1項について、たとえば、売主が引渡し債務について遅滞している間に、当事者双方の責めに帰することができない火事によって引渡しの履行が不能となったときは、債務者の責めに帰すべき事由によるものとみなします。債務者が遅滞しなければ火事にあうことはなかったと考えると、理解しやすいと思います。

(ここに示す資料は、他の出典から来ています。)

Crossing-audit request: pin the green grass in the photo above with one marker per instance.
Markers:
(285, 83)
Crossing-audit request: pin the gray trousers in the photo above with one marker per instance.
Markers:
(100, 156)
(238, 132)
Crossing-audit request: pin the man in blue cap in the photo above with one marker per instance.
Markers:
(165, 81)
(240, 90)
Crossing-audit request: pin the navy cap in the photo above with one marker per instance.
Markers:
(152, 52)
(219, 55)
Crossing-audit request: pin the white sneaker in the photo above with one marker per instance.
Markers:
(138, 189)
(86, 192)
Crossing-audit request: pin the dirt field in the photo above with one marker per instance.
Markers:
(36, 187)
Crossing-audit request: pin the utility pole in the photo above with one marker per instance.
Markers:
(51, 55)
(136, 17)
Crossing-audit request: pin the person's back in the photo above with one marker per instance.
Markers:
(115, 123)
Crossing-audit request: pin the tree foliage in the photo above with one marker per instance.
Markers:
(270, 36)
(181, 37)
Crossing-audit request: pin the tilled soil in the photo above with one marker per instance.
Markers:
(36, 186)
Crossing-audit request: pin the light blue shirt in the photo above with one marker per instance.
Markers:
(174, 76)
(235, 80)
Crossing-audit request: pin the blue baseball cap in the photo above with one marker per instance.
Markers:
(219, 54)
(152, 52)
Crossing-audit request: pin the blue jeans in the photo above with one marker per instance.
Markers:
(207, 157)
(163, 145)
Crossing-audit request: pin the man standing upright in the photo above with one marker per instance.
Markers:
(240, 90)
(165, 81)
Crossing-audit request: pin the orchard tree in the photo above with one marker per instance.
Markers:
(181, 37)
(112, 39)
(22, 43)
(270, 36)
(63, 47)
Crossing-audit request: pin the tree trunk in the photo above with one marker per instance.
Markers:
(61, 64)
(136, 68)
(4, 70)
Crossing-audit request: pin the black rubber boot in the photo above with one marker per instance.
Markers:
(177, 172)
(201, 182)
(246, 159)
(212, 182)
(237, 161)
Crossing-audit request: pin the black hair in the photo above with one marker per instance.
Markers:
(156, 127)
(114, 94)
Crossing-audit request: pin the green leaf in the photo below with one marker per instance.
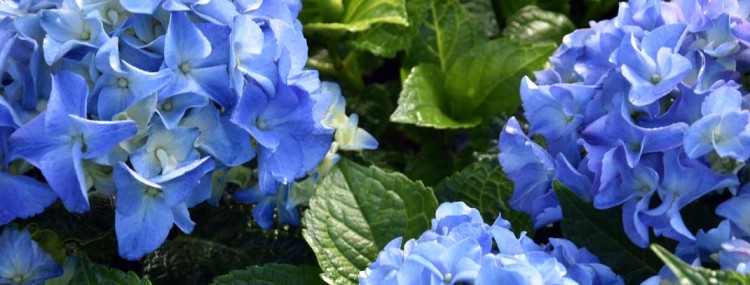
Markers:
(595, 9)
(88, 272)
(486, 79)
(484, 186)
(269, 274)
(431, 163)
(448, 32)
(693, 275)
(227, 234)
(602, 233)
(355, 15)
(356, 211)
(483, 12)
(421, 99)
(386, 39)
(532, 24)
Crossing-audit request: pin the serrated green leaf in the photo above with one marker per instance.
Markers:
(532, 24)
(507, 8)
(278, 274)
(484, 186)
(421, 100)
(483, 13)
(449, 31)
(90, 273)
(486, 79)
(356, 211)
(386, 40)
(602, 233)
(354, 15)
(227, 234)
(698, 276)
(595, 9)
(430, 164)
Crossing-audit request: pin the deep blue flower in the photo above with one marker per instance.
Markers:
(59, 139)
(68, 29)
(653, 67)
(22, 261)
(22, 197)
(441, 257)
(121, 85)
(737, 211)
(147, 207)
(527, 164)
(724, 127)
(198, 66)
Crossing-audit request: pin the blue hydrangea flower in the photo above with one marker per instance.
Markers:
(58, 140)
(166, 78)
(454, 250)
(147, 207)
(724, 127)
(662, 122)
(22, 261)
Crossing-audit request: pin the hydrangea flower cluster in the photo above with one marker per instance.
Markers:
(22, 261)
(347, 136)
(148, 100)
(646, 111)
(459, 248)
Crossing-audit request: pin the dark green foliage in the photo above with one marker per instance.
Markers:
(483, 185)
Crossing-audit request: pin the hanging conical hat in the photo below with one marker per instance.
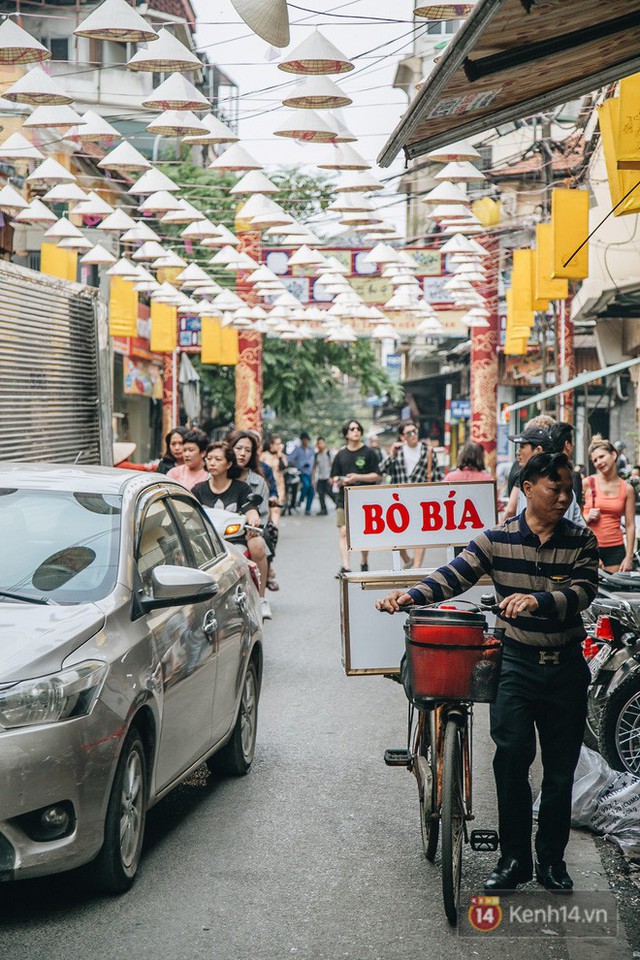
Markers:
(19, 47)
(37, 87)
(218, 132)
(317, 93)
(165, 55)
(116, 20)
(17, 147)
(315, 55)
(268, 18)
(62, 116)
(176, 93)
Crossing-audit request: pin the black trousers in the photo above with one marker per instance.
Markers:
(551, 698)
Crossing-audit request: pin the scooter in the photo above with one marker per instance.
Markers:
(612, 650)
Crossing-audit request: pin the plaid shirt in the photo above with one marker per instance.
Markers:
(395, 469)
(561, 573)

2項について、たとえば、買主が引渡しを受けることを拒んだ場合に、当事者双方の責めに帰することができない火事によって引渡しの履行が不能となったときは、債権者の責めに帰すべき事由によるものとみなします。1項のときと同じように考えることができます。
履行の強制
債務者が任意に債務の履行をしないときは、履行の強制を請求することができます。
債務不履行による損害賠償
[①]債務者がその債務の本旨に従った履行をしないとき[②]又は債務の履行が不能であるときは、債権者は、これによって生じた損害の賠償を請求することができる。ただし、その債務の不履行が契約その他の債務の発生原因及び取引上の社会通念に照らして債務者の責めに帰することができない事由によるものであるときは、この限りでない(415条1項)。
415条は、民法で最重要の条文のひとつです。
債務不履行があった場合、債権者は、債務不履行によって生じた損害の賠償を請求することができます。ただし、債務者の責めに帰することができない事由によるものであるときは、することができません。
損害賠償の範囲
債務の不履行に対する損害賠償の請求は、これによって通常生ずべき損害の賠償をさせることをその目的とする(416条1項)。
特別の事情によって生じた損害であっても、当事者がその事情を予見すべきであったときは、債権者は、その賠償を請求することができる(416条2項)。
損害賠償の請求の範囲は、債務不履行によって通常生ずべき損害となります。
また、特別の事情によって生じた損害であっても、当事者がその事情を予見すべきであったときは、債権者は、債務不履行の賠償を請求することができます。
損害賠償の方法
損害賠償は、別段の意思表示がないときは、金銭によって定めます。
過失相殺
債務の不履行やこれによる損害の発生等に関して債権者にも過失があるときは、過失を考慮します。債権者側にも2割過失があるなら、1000万円の損害賠償を800万円にするなどが考えられます。
金銭債務の特則
第1項[金銭の給付を目的とする債務の不履行]の損害賠償については、債務者は、不可抗力をもって抗弁とすることができない(419条3項)。
金銭債務の損害賠償については、債務者は不可抗力、たとえば、地震などを理由とすることはできません。かんたんにいうと、お金を返すことについては、言い訳することができないということです。
賠償額の予定
当事者は、損害賠償の額を予定しておくことができます。あらかじめ、損害賠償の額を予定することによって、損害賠償の額について、争いを避けることができるようになります。